RustConf started with the two opening keynotes by Josh Triplett and Tyler Mandry. Josh is on the Rust team at Futurewei and co-leads the Rust language team, and Tyler is on the Fuchsia team at Google and is on the Rust compiler team. Josh spoke about the importance of the project’s processes to its success and took the audience on a journey through some of Rust’s history and how those processes contributed to the development of some of Rust’s most recognizable features (such as the “?” operator). It perfectly encapsulated how we strike a balance between providing a stable foundation to build upon while still evolving – it’s a must-watch talk to understand the Rust project. Tyler unpacked the soul of Rust, the values that underpin everything we do – openness and inclusion – and how we can sustain that soul into the future.
Josh Triplett’s keynote talk
There were lots of great talks at the conference. A standout talk for me was Iryna Shestak’s talk about writing a GraphQL compiler in Rust. Iryna’s presentation had a striking visual style which was very engaging and it was awesome to see how some of the compiler technologies from the Rust compiler - such as salsa, which is inspired by the Rust compiler’s query system - and rust-analyzer are being used in other compiler projects that are very different from those in which they were created. Of course, I’d be remiss if I didn’t also recommend Joshua Nelson’s excellent introduction to the Rust compiler’s bootstrapping process, and Michael Gattozzi’s weird expressions and where to find them.
I was particularly impressed by Julie Wang’s closing keynote on the use of Rust at Parallel Systems. They are building fully autonomous electric freight trains and their entire tech stack is in Rust. Not only did the talk have lots of really very cool videos of autonomous trains, it was also an great example of the ways that Rust’s type system can be used to provide compile-time guarantees. I don’t always have a lot of time to see the really exciting things that people are building with Rust, so this talk was fantastic for that.

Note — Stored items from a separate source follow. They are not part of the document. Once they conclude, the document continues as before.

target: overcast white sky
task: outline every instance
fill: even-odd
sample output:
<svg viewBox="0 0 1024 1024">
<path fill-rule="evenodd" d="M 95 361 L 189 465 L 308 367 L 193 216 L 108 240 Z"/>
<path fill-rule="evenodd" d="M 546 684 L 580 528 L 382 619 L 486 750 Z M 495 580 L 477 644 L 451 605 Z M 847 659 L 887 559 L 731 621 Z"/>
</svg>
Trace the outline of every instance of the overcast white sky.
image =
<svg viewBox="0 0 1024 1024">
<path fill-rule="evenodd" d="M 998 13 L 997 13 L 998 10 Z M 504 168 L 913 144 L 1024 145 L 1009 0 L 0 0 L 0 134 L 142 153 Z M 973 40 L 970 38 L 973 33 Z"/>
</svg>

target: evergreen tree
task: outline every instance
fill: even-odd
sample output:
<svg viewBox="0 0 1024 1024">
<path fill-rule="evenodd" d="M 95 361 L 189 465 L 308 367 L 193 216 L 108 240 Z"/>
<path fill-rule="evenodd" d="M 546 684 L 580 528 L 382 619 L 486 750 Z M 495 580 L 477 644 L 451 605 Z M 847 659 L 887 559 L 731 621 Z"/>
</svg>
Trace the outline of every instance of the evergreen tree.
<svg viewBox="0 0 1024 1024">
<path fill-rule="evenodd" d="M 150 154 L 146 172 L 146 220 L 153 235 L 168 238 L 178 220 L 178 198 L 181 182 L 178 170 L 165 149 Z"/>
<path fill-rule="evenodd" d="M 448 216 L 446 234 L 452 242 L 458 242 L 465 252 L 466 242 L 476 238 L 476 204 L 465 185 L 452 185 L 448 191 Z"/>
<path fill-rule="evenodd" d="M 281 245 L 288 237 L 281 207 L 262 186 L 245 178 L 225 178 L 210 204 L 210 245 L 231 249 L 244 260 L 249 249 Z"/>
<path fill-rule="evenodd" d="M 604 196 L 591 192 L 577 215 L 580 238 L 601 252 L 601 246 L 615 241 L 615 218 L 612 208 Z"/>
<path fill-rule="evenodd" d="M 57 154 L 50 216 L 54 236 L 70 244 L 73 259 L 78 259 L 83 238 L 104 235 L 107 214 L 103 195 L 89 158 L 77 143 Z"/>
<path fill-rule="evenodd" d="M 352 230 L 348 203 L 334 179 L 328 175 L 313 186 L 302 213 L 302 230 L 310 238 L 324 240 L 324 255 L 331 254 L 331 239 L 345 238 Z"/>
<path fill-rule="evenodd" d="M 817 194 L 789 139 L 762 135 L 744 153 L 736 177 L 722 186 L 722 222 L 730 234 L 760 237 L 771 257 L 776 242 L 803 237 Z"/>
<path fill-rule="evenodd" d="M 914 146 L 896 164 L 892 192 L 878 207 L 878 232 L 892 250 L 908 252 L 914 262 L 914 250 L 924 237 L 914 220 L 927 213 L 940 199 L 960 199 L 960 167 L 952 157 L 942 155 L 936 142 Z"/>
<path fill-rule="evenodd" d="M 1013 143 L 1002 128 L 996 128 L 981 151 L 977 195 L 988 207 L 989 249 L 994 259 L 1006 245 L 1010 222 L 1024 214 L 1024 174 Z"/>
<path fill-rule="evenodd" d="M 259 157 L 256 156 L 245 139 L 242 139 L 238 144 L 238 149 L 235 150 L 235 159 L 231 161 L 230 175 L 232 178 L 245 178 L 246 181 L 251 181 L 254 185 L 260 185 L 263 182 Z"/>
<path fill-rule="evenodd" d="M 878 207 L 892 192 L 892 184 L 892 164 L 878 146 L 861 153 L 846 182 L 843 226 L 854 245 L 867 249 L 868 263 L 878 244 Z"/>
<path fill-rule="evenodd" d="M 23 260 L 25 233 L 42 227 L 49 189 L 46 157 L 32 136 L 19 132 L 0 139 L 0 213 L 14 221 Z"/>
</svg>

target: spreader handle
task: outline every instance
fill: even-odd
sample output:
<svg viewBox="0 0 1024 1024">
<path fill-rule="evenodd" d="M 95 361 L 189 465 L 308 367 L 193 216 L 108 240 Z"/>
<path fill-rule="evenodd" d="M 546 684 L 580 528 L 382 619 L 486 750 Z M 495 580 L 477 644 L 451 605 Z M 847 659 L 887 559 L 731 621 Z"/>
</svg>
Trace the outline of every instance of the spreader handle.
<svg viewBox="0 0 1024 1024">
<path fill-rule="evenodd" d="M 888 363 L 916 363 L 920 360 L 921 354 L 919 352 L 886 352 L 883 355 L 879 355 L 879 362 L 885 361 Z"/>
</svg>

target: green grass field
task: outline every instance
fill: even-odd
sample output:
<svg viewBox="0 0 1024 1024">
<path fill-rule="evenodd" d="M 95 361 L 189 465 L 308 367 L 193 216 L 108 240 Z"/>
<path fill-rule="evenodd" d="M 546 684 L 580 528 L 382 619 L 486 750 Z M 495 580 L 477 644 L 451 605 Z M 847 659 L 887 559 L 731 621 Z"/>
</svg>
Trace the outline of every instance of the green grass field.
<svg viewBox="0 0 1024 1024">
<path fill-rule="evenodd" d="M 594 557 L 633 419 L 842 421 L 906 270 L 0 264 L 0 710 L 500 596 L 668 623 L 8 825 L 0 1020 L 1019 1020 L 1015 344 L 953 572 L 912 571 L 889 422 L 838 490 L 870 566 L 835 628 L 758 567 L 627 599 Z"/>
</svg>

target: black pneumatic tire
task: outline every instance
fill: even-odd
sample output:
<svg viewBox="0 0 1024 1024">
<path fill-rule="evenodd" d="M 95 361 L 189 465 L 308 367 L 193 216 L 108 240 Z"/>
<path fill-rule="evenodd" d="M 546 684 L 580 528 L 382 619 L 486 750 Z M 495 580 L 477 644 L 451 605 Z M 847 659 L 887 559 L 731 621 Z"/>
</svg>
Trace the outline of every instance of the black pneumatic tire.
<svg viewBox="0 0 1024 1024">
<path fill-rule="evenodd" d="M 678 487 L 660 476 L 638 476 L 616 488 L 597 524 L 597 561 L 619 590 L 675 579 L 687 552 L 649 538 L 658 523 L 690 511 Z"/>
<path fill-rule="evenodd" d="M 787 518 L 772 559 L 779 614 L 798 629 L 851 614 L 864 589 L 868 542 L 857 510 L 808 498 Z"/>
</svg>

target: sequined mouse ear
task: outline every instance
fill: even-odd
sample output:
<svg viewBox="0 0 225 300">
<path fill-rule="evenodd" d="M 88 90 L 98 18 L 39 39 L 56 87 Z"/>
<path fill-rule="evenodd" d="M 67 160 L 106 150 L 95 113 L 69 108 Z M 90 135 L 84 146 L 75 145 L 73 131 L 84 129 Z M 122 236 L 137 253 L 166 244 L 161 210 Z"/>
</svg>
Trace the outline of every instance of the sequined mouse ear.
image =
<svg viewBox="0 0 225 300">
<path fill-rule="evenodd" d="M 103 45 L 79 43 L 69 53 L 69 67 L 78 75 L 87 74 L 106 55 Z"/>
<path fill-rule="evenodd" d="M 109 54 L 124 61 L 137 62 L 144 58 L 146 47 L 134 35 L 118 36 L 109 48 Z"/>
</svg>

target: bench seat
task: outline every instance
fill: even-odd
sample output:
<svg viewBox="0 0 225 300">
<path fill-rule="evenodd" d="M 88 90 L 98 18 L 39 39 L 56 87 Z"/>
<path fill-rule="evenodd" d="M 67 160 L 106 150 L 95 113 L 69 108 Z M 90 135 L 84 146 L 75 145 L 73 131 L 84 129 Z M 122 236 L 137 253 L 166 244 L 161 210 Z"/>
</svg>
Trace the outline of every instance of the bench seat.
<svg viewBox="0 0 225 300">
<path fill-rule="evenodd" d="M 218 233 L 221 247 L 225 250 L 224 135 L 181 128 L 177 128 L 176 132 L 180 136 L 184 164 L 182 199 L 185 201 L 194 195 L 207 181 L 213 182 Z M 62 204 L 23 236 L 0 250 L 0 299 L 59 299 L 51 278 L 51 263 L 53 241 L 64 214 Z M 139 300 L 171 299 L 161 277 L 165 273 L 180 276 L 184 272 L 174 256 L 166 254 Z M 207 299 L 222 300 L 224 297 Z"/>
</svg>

Fully autonomous electric freight trains in Rust!
Sponsored by Huawei!
On the day following the conference, the Rust Project organized a “RustConf PostConf UnConf”, an unconference-style event for users and implementors of the language to discuss the project’s development. This was my first unconference, and it was an interesting experience. An unconference is split into multiple sessions – we had six slots, forty-five minutes in the morning and half an hour in the afternoon, with three sessions in each slot – and it starts with everyone having the opportunity to propose a topic that they would like to facilitate a discussion around. Sessions varied from “Writing about Rust” to “Making rustc faster”, from “High-throughput proxies” to “Bringing Rust to academia and learning”, and even “Getting it right by doing it wrong”.
A session at the RustConf PostConf UnConf
There were lots of interesting discussions at the unconference. As a member of the compiler team, I particularly enjoyed Nicholas Nethercote’s session on “Making rustc faster”. Nicholas is on the Rust team at Futurewei and is the Rust compiler team’s expert on compiler performance. During the session, we brainstormed various avenues for investigation that could lead to improvements in compiler performance. While our first unconference was undoubtably a successful experiment, I felt that it would be better in years to come if it focused on topics around the usage of Rust, topics about improving the language and tooling were interesting (particularly to me!) but would have benefitted from having all of the relevant experts in the room, which wasn’t always the case.
Closing thoughts from Bart Massey at the RustConf PostConf UnConf
My time in Portland concluded with a dinner at Andina in downtown Portland with leaders from the Rust Edu organization. Rust Edu is an exciting effort spearheaded by Bart Massey of Portland State University, Will Crichton of Brown University and Cyrus Omar of the University of Michigan to promote the teaching of Rust in colleges and universities by developing a Rust curriculum and to improve the learnability of Rust.
Dinner with leaders from the Rust Edu organization
It is always great to meet users of Rust and to catch up with colleagues and contributors from the Rust project, and RustConf was a great opportunity for both.